大多数の日本人は自分の家で家族に囲まれ静かに息を引き取りたいと思っており、病院で管を沢山つながれて死にたいとは思っていない。少なくとも私はそうだ。しかし、いつの頃からか、日本人は病院以外では死ねなくなってしまった。

 私は救命救急センターで計5年間勤務していたが、そこでの医療は自分が患者になったとき受けたい医療、或いは自分の家族に受けさせたい医療ではなかった。管を沢山つながれて死んでゆく患者達。懸命の救命治療にて生き残ったものの植物状態となり、それを誰が看るかで家族が崩壊していくケース。救命はしたものの、患者も、家族も、医療従事者も、誰も幸せになっていないケースも少なくない。そしてそれに要する膨大な医療費。脳外科諸氏から反論はあると思うが私の救命センター5年間の経験では70歳以上で初診時意識レベルがJapan Coma ScaleでV- 100以上(刺激をしても覚醒しないレベルの意識障害)の重症の脳内出血や脳梗塞で社会復帰した例は一例もなかった。一撃で呼吸停止を来すような重症の脳内出血などは神が人間に与えてくれた苦しまずに死ねるいい死に方であると考えるようになり私は救命センターを去った。

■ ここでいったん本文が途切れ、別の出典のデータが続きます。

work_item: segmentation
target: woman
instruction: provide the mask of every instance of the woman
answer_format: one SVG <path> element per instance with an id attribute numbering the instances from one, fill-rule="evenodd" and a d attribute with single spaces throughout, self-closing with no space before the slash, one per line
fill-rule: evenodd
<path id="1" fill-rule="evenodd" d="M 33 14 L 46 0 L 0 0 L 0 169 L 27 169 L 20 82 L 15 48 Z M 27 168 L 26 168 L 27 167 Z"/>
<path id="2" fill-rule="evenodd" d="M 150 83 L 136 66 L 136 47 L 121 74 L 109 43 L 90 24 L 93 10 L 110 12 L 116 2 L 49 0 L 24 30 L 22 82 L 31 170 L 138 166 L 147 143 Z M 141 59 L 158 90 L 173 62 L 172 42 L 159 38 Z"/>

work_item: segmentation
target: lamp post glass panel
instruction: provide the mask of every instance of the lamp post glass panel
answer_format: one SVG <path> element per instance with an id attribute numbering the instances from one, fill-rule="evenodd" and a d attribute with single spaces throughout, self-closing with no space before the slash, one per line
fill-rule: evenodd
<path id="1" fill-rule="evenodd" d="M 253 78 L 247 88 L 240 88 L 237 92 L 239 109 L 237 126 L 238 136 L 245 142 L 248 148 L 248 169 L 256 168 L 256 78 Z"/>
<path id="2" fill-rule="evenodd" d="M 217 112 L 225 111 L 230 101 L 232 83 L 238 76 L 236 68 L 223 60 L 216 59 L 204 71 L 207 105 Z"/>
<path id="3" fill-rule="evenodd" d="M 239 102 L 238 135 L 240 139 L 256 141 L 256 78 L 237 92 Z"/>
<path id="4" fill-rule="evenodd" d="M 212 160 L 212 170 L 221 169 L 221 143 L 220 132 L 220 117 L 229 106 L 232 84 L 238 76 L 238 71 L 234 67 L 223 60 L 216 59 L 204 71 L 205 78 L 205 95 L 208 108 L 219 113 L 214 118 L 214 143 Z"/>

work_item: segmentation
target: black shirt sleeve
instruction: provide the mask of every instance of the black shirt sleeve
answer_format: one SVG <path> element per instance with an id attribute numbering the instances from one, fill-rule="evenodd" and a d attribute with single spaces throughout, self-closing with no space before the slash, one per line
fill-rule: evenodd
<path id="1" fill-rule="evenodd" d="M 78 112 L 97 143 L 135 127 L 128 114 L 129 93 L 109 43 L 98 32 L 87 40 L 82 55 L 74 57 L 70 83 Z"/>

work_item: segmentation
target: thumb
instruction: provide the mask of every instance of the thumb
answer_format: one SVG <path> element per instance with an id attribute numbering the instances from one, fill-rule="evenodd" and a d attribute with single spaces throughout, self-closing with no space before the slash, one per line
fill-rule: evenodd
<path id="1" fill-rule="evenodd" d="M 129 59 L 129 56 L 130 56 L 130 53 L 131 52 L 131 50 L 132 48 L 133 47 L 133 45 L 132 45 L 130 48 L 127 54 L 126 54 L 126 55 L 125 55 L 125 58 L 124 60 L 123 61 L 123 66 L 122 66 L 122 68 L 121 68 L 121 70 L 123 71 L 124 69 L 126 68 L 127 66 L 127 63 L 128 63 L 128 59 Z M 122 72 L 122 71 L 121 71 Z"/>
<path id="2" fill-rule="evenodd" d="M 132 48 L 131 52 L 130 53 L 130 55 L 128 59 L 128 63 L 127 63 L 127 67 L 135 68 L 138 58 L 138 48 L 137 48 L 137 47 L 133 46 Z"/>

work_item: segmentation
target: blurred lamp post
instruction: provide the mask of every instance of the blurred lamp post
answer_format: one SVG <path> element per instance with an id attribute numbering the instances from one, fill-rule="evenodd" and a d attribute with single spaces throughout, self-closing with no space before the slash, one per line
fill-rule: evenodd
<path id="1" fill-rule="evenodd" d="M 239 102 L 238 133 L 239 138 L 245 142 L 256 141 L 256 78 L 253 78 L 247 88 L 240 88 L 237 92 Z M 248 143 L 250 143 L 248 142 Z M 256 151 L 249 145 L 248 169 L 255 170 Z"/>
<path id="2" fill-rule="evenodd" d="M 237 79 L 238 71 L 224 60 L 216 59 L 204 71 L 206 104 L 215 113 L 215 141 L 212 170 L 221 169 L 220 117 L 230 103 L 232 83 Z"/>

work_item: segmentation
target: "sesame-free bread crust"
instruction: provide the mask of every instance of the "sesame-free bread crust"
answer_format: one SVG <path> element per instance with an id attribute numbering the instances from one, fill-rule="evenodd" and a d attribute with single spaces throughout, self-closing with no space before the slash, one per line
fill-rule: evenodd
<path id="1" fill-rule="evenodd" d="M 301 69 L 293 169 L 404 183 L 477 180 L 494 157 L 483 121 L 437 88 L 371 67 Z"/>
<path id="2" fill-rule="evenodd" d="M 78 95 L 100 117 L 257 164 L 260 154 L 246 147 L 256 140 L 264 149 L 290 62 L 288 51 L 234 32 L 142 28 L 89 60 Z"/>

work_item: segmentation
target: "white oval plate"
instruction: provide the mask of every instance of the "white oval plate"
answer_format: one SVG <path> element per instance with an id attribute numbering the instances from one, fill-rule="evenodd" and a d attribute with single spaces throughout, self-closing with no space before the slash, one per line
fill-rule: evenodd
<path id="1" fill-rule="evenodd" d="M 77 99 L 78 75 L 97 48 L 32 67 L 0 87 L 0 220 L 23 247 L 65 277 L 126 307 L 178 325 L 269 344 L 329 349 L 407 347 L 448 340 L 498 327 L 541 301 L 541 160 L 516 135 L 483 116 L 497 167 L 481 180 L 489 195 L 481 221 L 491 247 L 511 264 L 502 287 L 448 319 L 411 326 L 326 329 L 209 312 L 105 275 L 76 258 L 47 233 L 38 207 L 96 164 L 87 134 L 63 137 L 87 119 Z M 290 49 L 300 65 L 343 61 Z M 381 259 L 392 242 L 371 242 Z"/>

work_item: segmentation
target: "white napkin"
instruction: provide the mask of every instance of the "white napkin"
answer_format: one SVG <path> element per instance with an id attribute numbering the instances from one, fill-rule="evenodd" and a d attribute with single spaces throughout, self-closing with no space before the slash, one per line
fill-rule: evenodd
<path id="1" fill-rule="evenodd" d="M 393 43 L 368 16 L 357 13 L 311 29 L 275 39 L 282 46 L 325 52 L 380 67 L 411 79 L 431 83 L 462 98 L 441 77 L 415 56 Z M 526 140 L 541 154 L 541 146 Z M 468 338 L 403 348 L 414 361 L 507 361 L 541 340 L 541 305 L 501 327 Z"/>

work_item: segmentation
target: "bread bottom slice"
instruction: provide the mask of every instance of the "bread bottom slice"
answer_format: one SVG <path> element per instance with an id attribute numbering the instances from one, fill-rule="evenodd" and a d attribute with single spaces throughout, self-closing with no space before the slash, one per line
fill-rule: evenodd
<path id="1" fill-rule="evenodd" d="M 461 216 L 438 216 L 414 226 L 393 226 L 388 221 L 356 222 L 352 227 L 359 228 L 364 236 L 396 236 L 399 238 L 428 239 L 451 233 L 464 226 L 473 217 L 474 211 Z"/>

 人間も生物である以上「死」は避けられない。その日は例外なく必ず訪れる。管を沢山つないで一分でも、一秒でもと言う延命治療をしている方が医療従事者のストレスは少ない。何故なら医師も、看護婦も延命させる教育しか受けておらず、いかにして人間としての尊厳を保ったまま、避けられない死を迎えさせるかという教育は全く受けていない。

 インフォームドコンセントなるものが最近言われているが、迷った場合は医師自身やその家族が患者の立場に立ったときどうするかを担当医に訊いてみることをお薦めしたい。